PED­DLING POT

A closer look at the rules for weed re­tail­ers

24 Hours Vancouver - - FRONT PAGE - ADA SLIVINSKI E-mail: ada@jampr.co; Web­site: jampr.co.

Ac­cord­ing to new mar­i­juana mar­ket­ing guide­lines re­leased Wed­nes­day by The Coali­tion for Re­spon­si­ble Cannabis Brand­ing af­ter work­ing with Ad­ver­tis­ing Stan­dards Canada, com­pa­nies mar­ket­ing mar­i­juana will not be able to use an­i­mals to sell pot nor will be they be able to pro­mote the use of cannabis it­self ( just brand pref­er­ence) and they will be re­quired to ad­ver­tise in places where over 70 per cent of the au­di­ence is adult (or above the age of ma­jor­ity in the par­tic­u­lar prov­ince).

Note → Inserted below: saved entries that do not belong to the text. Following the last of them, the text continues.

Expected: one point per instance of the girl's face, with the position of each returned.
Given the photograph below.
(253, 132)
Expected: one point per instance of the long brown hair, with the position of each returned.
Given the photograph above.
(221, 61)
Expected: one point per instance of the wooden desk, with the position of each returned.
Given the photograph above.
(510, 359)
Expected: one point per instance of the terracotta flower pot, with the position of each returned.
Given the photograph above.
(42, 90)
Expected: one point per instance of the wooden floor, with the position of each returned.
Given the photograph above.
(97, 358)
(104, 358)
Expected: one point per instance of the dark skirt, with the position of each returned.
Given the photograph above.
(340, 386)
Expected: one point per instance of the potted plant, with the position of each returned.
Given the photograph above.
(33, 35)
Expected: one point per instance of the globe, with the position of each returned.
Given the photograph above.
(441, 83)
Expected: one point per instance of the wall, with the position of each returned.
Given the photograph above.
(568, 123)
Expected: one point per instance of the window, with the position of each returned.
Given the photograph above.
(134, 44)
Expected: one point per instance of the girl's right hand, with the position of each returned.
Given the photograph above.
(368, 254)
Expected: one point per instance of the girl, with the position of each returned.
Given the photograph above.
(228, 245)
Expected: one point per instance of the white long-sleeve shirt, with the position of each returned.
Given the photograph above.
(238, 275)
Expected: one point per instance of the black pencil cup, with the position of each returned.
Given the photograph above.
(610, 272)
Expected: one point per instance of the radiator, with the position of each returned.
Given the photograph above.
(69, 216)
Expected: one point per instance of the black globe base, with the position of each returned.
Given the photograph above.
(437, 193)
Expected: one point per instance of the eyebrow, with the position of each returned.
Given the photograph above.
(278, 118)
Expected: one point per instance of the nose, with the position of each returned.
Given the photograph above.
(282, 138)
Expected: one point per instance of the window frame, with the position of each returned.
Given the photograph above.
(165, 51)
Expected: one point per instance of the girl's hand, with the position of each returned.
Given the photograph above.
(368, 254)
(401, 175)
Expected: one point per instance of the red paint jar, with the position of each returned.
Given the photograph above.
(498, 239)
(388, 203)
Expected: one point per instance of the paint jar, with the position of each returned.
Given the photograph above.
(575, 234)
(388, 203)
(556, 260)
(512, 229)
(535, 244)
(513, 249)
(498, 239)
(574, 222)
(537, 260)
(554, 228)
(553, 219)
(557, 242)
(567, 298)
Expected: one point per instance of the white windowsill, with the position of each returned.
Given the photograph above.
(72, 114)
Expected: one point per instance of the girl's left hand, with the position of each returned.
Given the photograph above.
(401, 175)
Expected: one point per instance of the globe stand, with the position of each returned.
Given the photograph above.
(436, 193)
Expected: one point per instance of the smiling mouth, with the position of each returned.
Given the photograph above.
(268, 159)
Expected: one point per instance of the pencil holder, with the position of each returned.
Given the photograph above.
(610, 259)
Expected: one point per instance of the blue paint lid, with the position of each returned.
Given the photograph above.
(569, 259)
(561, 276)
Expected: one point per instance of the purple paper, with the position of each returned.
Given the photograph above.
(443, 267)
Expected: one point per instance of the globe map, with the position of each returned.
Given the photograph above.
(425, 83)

These guide­lines, ex­pected to be en­dorsed by the fed­eral gov­ern­ment seem to make sense and are stricter than what we cur­rently have in place for al­co­hol. Un­der them, we wouldn’t see a com­mer­cial or foxes smok­ing joints dur­ing the hockey game or SpongeBob SquarePants. But let’s not be naïve that guide­lines like this will make much of a dif­fer­ence. Ad­ver­tis­ing has changed dras­ti­cally over the past five years. This year, 3.3 bil­lion was spent on TV ad­ver­tis­ing in Canada while 5.23 bil­lion was spent on dig­i­tal ad­ver­tis­ing ac­cord­ing to Sta­tis­tica. The dig­i­tal sec­tor keeps grow­ing and it’s much harder to po­lice than tra­di­tional plat­forms. How ex­actly do you dis­tin­guish be­tween an In­sta­gram post pro­mot­ing a spe­cific brand and a post that pushes pot in gen­eral? Let’s be clear, any mar­i­juana ad­ver­tis­ing glo­ri­fies the drug.

The international mar­ket for cannabis is pro­jected to hit $31.4 bil­lion by 2021, ac­cord­ing to a new re­port from the Bright­field Group, a cannabis mar­ket re­search firm. That’s a huge mar­ket and ad­ver­tis­ing by mar­i­juana com­pa­nies in Canada has al­ready be­gun.

Just visit the so­cial me­dia pages for Birch + Fog, a Van­cou­ver-based on­line cannabis re­tailer. “Fo­cus on task, re­fresh from stress, cre­ate your art, re­lax from long days, en­hance en­er­getic work­outs, ig­nite pas­sion­ate nights,” reads the com­pany’s In­sta­gram bio. Through images and cap­tions, the com­pany pro­motes mar­i­juana use. It’s near im­pos­si­ble to pro­mote a cannabis brand with­out en­dors­ing cannabis use. While TV ads have to go through many eyes and rounds of ap­proval be­fore they ap­pear on air, on­line al­most any­thing goes.

Ad­di­tion­ally, those young peo­ple the guide­lines are sup­posed to shield from mar­i­juana ad­ver­tis­ing, they’re the ones spend­ing the ma­jor­ity of time on so­cial me­dia and on­line.

Yes, un­der these guide­lines we might not see a mag­a­zine spread pro­mot­ing sativa for re­lax­ation, but it re­ally might not mat­ter. Young eyes are not por­ing over mag­a­zines, they’re scrolling through In­sta­gram feeds and there any­one can post in­stantly with­out any sort of reg­u­la­tory ap­proval. If we want to pro­tect our young peo­ple, we need to hit the ground run­ning with ed­u­ca­tion cam­paigns be­fore this stuff is le­gal and not rely on the Cannabis Brand­ing Coali­tion to pro­tect our kids for us.